North Dakota awarded federal grant to fight opioid abuse

 

The federal Substance Abuse and Mental Health Services Administration awarded the North Dakota Department of Human Services $4 million to reduce and prevent opioid abuse and overdose deaths.

The State Opioid Response (SOR) grant will address the opioid crisis by increasing access to medication-assisted treatment, reducing unmet treatment need and reducing opioid overdose related deaths through the provision of prevention, treatment and recovery activities for opioid use disorder. The grant will also support evidence-based prevention, treatment and recovery support services to address stimulant misuse and use disorders, including for cocaine and methamphetamine.

“This grant funding provides opportunities to connect individuals to needed treatment services and also to prevent overdoses by implementing prevention strategies including increasing access to the life-saving medication naloxone,” said the department’s Behavioral Health Division Director Pamela Sagness.

Sagness said the state plans to use the grant to continue to support a comprehensive response to the opioid epidemic while also addressing stimulant misuse and stimulant use disorders.

In 2019, the department provided federal funding from a previous SOR grant to 24 local public health areas across the state to implement evidence-based strategies aimed at preventing opioid overdose and increasing access to effective treatment and recovery services.

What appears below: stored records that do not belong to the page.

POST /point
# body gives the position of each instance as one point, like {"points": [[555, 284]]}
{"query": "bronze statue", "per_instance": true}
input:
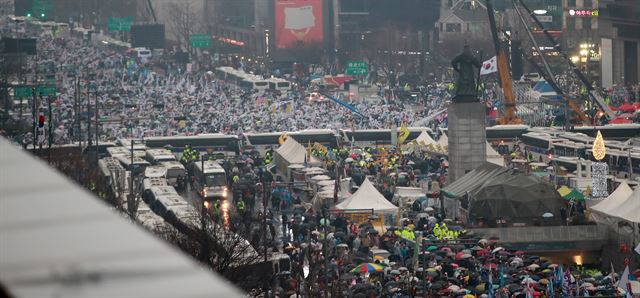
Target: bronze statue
{"points": [[466, 85]]}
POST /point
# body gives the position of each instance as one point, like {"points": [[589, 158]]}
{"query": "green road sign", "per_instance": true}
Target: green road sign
{"points": [[200, 40], [46, 90], [357, 68], [119, 24], [22, 92]]}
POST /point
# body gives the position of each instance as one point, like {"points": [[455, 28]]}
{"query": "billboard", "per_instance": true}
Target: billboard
{"points": [[147, 36], [298, 23]]}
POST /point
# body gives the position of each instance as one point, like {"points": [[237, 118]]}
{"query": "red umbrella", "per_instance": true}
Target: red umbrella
{"points": [[627, 107], [620, 120]]}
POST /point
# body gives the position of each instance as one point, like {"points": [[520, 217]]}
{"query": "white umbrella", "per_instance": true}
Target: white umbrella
{"points": [[326, 182], [320, 177]]}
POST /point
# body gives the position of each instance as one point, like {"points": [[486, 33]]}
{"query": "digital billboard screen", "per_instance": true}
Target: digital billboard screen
{"points": [[148, 36], [298, 23]]}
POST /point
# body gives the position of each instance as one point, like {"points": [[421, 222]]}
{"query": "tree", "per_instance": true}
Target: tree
{"points": [[184, 22]]}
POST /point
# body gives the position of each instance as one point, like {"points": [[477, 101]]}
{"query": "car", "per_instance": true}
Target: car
{"points": [[531, 77], [315, 97]]}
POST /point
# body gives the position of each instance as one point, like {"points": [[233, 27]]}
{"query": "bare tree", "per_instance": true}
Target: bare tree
{"points": [[184, 21]]}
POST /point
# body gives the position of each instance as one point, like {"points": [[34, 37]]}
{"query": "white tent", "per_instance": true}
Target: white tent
{"points": [[292, 152], [622, 203], [289, 153], [443, 140], [425, 139], [629, 210], [494, 157], [368, 197]]}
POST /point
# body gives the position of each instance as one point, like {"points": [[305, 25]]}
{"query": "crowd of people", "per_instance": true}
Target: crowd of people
{"points": [[423, 254], [161, 98]]}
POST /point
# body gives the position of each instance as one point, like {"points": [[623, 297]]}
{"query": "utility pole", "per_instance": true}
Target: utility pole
{"points": [[50, 138], [35, 117]]}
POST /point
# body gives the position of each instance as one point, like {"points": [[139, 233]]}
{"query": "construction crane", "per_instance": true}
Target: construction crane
{"points": [[593, 93], [504, 77], [153, 13], [547, 74]]}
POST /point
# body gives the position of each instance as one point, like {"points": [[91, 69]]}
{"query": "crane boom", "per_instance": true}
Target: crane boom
{"points": [[593, 94], [153, 13], [504, 77], [546, 73]]}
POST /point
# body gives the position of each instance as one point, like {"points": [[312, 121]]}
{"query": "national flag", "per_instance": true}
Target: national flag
{"points": [[489, 66], [566, 278], [490, 285], [624, 283], [403, 135]]}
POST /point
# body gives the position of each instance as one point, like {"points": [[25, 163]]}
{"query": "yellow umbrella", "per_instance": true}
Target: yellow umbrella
{"points": [[564, 190]]}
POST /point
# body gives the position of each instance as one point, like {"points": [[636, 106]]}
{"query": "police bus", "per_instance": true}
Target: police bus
{"points": [[281, 85], [210, 180], [158, 155], [251, 82]]}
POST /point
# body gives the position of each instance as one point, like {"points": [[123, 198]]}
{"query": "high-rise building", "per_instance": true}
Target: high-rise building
{"points": [[619, 35]]}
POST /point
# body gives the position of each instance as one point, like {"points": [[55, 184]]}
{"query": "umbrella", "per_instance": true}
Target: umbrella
{"points": [[564, 190], [574, 195], [367, 267], [497, 249], [533, 266]]}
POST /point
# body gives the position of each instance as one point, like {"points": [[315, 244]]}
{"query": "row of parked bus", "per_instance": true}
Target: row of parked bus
{"points": [[250, 81]]}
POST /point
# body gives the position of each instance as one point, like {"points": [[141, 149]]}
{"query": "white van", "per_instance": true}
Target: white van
{"points": [[143, 54]]}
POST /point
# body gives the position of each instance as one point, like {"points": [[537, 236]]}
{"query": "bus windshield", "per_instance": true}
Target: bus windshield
{"points": [[218, 179]]}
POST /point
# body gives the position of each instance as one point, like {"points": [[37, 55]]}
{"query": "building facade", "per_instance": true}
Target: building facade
{"points": [[619, 36]]}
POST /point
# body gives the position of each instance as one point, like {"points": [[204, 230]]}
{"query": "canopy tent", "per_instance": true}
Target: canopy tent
{"points": [[443, 140], [368, 197], [630, 210], [473, 180], [494, 157], [516, 197], [425, 139], [623, 204], [493, 192], [600, 212], [289, 153]]}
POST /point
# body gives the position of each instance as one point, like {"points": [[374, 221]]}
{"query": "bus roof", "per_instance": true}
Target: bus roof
{"points": [[210, 166]]}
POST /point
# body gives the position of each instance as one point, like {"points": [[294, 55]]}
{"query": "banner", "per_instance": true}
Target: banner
{"points": [[298, 23], [489, 66]]}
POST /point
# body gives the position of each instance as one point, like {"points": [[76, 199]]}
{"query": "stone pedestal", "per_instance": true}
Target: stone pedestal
{"points": [[467, 138]]}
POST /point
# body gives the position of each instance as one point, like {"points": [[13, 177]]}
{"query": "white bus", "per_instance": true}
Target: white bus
{"points": [[251, 82], [138, 165], [159, 155], [176, 173], [279, 84], [210, 180]]}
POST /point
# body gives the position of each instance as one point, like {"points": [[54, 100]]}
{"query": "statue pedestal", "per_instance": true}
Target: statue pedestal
{"points": [[467, 138]]}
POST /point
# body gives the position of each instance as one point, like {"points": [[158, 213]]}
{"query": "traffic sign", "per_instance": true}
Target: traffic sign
{"points": [[46, 90], [200, 40], [356, 68], [22, 92], [119, 24]]}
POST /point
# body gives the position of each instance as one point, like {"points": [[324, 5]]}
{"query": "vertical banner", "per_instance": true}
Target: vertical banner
{"points": [[298, 23], [606, 62]]}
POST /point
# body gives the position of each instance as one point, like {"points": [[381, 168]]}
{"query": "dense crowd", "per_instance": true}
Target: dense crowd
{"points": [[163, 99]]}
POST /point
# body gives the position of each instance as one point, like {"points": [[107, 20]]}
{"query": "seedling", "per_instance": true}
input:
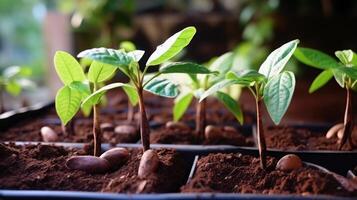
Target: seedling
{"points": [[13, 80], [270, 84], [139, 80], [345, 73], [198, 84], [77, 86]]}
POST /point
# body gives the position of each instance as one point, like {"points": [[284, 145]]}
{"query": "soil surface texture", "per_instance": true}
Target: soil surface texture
{"points": [[237, 173], [42, 167]]}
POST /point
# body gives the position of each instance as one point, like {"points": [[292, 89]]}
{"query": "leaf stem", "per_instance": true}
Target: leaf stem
{"points": [[348, 120], [144, 123], [260, 134], [96, 129]]}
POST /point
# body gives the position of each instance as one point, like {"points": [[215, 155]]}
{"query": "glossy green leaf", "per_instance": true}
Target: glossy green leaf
{"points": [[99, 72], [132, 95], [171, 46], [277, 60], [96, 96], [278, 93], [231, 104], [315, 58], [345, 56], [182, 103], [321, 80], [68, 68], [162, 87], [217, 87], [106, 55], [184, 67], [67, 103]]}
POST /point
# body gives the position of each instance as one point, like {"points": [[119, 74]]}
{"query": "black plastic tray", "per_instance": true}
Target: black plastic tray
{"points": [[189, 154]]}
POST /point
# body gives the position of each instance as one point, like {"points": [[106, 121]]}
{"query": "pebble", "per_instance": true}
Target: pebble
{"points": [[148, 164], [289, 162], [116, 157], [48, 135], [89, 164]]}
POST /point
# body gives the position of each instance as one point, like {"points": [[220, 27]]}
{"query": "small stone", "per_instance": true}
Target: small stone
{"points": [[148, 164], [106, 127], [48, 135], [176, 125], [116, 157], [125, 129], [89, 164], [289, 162]]}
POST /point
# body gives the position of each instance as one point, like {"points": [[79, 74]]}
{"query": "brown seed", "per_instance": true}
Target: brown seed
{"points": [[125, 129], [289, 162], [89, 164], [148, 164], [116, 157], [176, 125], [48, 135], [212, 133], [106, 127]]}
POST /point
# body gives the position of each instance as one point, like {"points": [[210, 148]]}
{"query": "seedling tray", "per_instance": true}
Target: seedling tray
{"points": [[189, 155]]}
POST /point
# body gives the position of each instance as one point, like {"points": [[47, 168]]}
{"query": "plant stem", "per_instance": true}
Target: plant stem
{"points": [[97, 133], [260, 134], [201, 118], [348, 120], [2, 107], [144, 123], [130, 115]]}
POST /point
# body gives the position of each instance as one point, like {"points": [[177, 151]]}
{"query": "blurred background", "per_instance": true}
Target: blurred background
{"points": [[32, 30]]}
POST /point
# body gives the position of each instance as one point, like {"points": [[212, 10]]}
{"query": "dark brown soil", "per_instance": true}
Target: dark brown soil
{"points": [[238, 173], [184, 136], [289, 138], [42, 167]]}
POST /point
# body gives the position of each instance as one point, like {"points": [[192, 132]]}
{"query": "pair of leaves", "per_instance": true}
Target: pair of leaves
{"points": [[331, 67]]}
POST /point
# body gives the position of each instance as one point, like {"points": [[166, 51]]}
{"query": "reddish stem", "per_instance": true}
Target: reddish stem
{"points": [[348, 120], [144, 123], [260, 135], [201, 118]]}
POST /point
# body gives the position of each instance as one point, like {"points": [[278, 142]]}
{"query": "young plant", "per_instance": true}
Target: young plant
{"points": [[139, 80], [345, 73], [198, 84], [78, 86], [13, 80], [270, 85]]}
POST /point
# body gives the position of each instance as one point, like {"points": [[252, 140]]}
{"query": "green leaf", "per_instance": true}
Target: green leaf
{"points": [[67, 103], [216, 87], [321, 80], [182, 102], [68, 68], [171, 46], [13, 88], [349, 71], [96, 96], [132, 95], [99, 72], [278, 93], [136, 55], [315, 58], [184, 67], [277, 60], [231, 105], [106, 55], [345, 56], [162, 87]]}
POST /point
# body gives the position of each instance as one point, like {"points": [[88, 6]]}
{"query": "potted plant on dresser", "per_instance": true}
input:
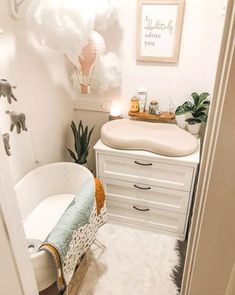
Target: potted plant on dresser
{"points": [[195, 112], [82, 138]]}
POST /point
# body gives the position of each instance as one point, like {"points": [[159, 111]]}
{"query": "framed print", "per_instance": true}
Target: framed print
{"points": [[159, 26]]}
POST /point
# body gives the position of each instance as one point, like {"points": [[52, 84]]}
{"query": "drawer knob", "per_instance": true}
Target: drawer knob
{"points": [[143, 210], [142, 164], [143, 188]]}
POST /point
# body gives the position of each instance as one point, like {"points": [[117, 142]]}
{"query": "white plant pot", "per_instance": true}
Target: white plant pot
{"points": [[194, 129], [180, 119]]}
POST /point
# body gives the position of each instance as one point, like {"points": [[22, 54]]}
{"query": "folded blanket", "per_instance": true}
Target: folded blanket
{"points": [[75, 231]]}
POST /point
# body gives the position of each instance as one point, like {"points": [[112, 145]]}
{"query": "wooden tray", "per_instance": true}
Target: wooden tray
{"points": [[146, 116]]}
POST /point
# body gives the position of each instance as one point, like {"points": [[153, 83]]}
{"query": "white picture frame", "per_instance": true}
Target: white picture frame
{"points": [[159, 29]]}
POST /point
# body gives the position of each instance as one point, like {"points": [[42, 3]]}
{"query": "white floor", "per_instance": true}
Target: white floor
{"points": [[134, 262]]}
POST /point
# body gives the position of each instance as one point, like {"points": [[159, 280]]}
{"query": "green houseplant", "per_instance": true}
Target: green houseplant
{"points": [[82, 138], [195, 111]]}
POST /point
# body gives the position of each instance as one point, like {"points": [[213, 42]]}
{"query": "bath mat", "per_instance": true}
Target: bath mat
{"points": [[130, 261]]}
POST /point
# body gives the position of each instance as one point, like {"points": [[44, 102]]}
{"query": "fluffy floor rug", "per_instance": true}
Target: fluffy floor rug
{"points": [[133, 262]]}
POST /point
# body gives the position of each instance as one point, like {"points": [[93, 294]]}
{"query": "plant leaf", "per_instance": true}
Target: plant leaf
{"points": [[203, 96], [206, 102], [83, 159], [196, 98], [71, 154], [89, 136], [80, 129]]}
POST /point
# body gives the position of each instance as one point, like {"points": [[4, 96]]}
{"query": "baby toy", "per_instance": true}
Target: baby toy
{"points": [[6, 90], [6, 141], [18, 120]]}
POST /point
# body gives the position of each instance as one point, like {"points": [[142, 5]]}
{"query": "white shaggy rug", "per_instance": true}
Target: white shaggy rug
{"points": [[133, 262]]}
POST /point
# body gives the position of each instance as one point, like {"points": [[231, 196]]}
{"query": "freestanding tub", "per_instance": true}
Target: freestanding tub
{"points": [[43, 195]]}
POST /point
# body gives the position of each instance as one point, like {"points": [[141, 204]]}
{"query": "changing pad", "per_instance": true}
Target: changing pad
{"points": [[160, 138]]}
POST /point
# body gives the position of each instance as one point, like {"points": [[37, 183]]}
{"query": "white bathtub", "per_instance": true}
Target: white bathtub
{"points": [[43, 195]]}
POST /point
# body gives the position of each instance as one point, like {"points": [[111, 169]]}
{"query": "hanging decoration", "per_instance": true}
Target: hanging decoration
{"points": [[91, 52]]}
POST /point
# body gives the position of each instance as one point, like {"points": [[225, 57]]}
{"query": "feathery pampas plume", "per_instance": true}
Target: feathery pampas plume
{"points": [[66, 25]]}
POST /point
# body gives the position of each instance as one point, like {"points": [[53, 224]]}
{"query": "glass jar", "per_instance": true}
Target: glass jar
{"points": [[134, 104], [153, 107], [142, 95]]}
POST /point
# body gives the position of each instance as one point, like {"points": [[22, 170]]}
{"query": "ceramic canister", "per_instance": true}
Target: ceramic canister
{"points": [[134, 104], [153, 107]]}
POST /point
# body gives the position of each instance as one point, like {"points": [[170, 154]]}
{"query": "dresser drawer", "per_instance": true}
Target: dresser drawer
{"points": [[153, 218], [155, 197], [142, 171]]}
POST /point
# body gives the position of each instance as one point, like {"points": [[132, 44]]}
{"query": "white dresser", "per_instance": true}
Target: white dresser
{"points": [[147, 190]]}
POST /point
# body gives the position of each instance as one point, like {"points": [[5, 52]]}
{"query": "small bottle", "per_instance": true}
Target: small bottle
{"points": [[153, 107], [134, 107], [142, 95]]}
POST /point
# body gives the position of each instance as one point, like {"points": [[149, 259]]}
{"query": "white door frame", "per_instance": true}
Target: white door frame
{"points": [[210, 142], [14, 232], [10, 211]]}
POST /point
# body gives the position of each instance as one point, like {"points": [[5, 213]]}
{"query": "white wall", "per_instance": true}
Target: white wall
{"points": [[43, 92], [44, 87], [195, 71]]}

The effort also increased access to naloxone, which is administered to people who have overdosed on opioids and are at risk of dying and buprenorphine, which is used for medication-assisted treatment.

“After review of epidemiological data that showed critical gaps in service delivery across the continuum of care, we plan to utilize evidence-based implementation strategies that will most rapidly and adequately address these gaps,” Sagness said. “Because of the rural nature of our state, several strategies will be implemented at a statewide level, while others will be implemented at a community-level based on local needs.”

Drug-related deaths claimed 79 lives in North Dakota in 2019. That was an increase from 66 deaths in 2018 and 76 deaths in 2017, according to the North Dakota Department of Health.